La acción de inconstitucionalidad abstracta planteada por asambleístas demanda la ‘inaplicabilidad’ de los arts. 52.III, 64.d), 65.b), 71.c) y 72.b) de la Ley Nº 026 del Régimen Electoral, que tienen su base en los arts. 156, 168, 285 y 288 de la Constitución, alegando que contradicen los arts. 26 y 28 de la misma CPE y los arts. 1.1, 23, 24 y 29 del Pacto de San José de Costa Rica,  porque la Constitución atentaría los ‘derechos políticos’ a ser  elegidos al que tendrían  las autoridades electas por voto directo.  

Se arguye la presunta violación de la CPE y el Pacto de San José, pero el Tribunal Constitucional puede rechazar la acción In Limine argumentando su falta de competencia (art. 202 CPE) para anular los arts. 26 y 28 de la CPE; (reforma parcial o total corresponden a la Asamblea Constituyente o Asamblea Legislativa) y por la decisión de un referéndum. En caso de que el TCP decida conocer la acción, obligatoriamente deberá ceñirse a la jurisprudencia de la Corte Interamericana de DDHH debido a que esta es vinculante para los jueces y funcionarios públicos de Bolivia (las sentencias de otros países carecen de vinculatoriedad para las autoridades bolivianas). La jurisprudencia de la Corte de DDHH es en el caso Manuel Cepeda Vargas vs. Colombia, en el que se demandó la conculcación de los derechos políticos del senador Manuel Cepeda, alegándose que sufrió una violencia sistemática en su condición de comunicador social y líder del Partido Comunista cuando fue elegido senador para el periodo 1994-1998; empero, el 9 de agosto de 1994 fue asesinado. El móvil del crimen fue su militancia política y por sus denuncias.  El 10 de mayo de 2010 la  Corte de DDHH falló a favor de los demandantes fundamentando: “La convención protege los elementos esenciales de la democracia, entre los que están el acceso al poder y su ejercicio con sujeción al Estado de Derecho”. Entre otros derechos políticos, el artículo 23 de la convención protege el de ser elegido, el cual supone que el titular de los derechos tenga la oportunidad real de ejercerlos, para lo cual debe adoptar medidas efectivas para garantizar las condiciones para su pleno ejercicio”.

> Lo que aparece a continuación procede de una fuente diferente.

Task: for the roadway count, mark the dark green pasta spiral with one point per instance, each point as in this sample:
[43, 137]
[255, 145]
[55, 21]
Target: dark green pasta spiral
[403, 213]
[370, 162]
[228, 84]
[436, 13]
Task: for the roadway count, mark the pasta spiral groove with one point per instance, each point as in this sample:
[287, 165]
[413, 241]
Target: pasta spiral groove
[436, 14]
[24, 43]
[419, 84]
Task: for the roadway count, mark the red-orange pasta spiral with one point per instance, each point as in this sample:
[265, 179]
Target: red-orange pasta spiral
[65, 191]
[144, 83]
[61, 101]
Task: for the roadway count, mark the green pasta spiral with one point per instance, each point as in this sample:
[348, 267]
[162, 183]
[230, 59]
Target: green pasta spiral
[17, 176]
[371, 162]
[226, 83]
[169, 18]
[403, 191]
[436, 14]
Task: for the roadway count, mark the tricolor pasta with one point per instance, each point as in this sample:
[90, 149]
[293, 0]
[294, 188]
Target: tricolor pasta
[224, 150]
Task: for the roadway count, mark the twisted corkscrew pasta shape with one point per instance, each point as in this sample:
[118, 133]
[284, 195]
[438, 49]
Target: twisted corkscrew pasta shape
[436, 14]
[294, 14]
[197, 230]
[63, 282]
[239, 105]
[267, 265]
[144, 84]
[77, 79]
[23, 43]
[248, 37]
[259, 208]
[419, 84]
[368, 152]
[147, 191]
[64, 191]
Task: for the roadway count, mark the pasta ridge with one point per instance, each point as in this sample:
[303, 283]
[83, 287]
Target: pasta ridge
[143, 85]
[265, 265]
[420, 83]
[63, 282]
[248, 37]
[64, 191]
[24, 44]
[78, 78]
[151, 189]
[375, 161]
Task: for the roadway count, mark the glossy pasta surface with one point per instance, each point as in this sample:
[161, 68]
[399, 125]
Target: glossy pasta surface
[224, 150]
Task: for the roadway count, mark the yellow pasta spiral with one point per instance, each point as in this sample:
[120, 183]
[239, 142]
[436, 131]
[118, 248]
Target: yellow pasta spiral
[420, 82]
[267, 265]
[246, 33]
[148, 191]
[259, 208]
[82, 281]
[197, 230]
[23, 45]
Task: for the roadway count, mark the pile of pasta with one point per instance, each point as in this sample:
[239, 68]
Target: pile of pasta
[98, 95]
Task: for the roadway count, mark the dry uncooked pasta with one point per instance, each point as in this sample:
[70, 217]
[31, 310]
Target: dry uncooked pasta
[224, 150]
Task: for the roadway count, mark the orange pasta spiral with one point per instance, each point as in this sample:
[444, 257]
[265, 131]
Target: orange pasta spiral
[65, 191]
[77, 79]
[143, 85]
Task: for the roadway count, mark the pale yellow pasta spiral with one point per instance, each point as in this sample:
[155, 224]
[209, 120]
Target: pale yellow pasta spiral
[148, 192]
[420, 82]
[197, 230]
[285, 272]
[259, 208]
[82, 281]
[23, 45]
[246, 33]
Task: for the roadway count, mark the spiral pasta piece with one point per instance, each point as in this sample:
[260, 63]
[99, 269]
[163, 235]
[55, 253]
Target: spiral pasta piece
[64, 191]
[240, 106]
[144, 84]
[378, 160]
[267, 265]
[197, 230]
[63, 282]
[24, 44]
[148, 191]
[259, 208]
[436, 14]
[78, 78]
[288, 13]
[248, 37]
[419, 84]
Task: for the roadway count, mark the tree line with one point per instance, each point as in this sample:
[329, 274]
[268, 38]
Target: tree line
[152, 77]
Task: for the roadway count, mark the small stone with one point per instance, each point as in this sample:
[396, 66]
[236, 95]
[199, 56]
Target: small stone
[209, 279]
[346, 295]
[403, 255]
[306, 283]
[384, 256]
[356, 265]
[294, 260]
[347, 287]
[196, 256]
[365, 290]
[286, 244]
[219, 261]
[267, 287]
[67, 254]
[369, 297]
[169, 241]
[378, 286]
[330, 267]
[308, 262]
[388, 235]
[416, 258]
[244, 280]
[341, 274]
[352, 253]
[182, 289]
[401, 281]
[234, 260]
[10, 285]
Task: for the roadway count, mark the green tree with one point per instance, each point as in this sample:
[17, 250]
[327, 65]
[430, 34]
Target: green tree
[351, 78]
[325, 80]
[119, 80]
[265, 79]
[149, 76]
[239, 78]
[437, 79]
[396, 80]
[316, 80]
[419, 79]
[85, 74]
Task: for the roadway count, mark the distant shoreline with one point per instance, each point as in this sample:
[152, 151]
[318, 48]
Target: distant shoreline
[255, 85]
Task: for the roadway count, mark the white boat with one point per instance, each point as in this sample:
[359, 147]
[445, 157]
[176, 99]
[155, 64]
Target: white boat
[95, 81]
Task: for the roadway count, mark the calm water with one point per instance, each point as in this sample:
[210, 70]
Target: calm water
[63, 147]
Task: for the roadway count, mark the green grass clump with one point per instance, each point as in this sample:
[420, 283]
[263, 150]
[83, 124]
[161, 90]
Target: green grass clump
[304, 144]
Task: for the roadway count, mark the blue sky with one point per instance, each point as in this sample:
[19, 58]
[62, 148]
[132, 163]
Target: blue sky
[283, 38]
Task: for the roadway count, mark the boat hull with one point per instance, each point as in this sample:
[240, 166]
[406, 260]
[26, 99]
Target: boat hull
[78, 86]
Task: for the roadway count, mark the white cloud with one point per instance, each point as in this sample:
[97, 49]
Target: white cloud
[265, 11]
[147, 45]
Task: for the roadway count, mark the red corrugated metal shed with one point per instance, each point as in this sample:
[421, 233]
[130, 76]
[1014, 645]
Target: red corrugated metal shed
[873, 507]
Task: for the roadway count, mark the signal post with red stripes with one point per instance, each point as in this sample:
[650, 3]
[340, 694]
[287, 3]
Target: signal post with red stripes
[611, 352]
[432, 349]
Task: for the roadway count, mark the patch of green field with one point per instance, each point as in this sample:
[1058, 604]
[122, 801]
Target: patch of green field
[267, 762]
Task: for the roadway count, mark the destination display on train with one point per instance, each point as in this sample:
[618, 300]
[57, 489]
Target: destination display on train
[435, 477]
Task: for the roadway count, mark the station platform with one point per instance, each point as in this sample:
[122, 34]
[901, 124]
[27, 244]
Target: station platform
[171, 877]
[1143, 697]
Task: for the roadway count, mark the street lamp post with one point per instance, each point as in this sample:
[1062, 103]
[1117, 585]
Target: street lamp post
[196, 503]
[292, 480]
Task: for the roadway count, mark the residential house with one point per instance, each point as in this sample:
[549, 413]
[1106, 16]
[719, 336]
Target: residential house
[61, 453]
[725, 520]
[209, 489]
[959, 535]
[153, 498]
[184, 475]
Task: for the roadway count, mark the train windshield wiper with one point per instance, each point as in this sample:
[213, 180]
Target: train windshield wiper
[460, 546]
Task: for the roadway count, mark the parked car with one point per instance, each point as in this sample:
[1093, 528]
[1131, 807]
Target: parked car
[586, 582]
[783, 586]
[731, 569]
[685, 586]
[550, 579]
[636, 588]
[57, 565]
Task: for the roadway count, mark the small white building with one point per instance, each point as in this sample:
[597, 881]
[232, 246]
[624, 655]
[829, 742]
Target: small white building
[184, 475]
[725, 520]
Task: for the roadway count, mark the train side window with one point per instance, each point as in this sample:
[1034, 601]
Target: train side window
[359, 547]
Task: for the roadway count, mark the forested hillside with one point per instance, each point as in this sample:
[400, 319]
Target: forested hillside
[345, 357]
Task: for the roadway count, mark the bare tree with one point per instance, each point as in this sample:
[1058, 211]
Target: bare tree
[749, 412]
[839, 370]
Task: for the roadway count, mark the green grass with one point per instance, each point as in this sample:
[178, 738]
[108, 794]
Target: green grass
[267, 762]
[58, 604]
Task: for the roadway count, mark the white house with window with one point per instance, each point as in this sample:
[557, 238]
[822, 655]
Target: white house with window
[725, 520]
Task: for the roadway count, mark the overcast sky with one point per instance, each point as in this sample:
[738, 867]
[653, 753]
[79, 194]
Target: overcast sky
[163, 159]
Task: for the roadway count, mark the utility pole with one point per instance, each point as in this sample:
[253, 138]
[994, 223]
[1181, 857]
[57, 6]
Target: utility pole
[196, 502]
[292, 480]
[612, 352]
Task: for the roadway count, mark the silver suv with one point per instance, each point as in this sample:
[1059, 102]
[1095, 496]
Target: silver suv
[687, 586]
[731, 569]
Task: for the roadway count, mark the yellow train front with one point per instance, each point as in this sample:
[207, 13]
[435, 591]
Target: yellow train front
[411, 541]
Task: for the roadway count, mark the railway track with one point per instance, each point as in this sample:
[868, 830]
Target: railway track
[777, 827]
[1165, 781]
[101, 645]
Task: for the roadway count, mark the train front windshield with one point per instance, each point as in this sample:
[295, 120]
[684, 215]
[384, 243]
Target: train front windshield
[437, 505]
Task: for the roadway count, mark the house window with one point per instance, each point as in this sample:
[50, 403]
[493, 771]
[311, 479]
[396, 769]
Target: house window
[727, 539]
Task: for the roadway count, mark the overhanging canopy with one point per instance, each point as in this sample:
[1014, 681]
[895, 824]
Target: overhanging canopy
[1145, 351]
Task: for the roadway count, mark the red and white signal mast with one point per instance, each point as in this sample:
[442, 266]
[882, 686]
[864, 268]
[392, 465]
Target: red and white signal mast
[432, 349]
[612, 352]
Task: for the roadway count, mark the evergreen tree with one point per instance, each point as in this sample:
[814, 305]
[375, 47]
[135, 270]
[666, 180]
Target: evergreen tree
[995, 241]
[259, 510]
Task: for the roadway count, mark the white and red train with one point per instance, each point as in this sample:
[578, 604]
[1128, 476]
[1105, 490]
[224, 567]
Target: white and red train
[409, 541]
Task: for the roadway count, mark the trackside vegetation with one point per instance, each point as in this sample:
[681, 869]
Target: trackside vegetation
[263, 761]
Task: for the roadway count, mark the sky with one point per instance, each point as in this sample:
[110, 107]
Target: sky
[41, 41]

Ante la posibilidad de que el TCP  conozca la acción en análisis y decidiera acceder a las pretensiones de los accionantes, debería fundamentar su fallo indicando el ‘hecho’ que lesionó el derecho de las autoridades electas por el voto directo, más aún cuando a la fecha no se ha lanzado ninguna convocatoria electoral y para que materialmente se haya impedido el derecho a ser elegido.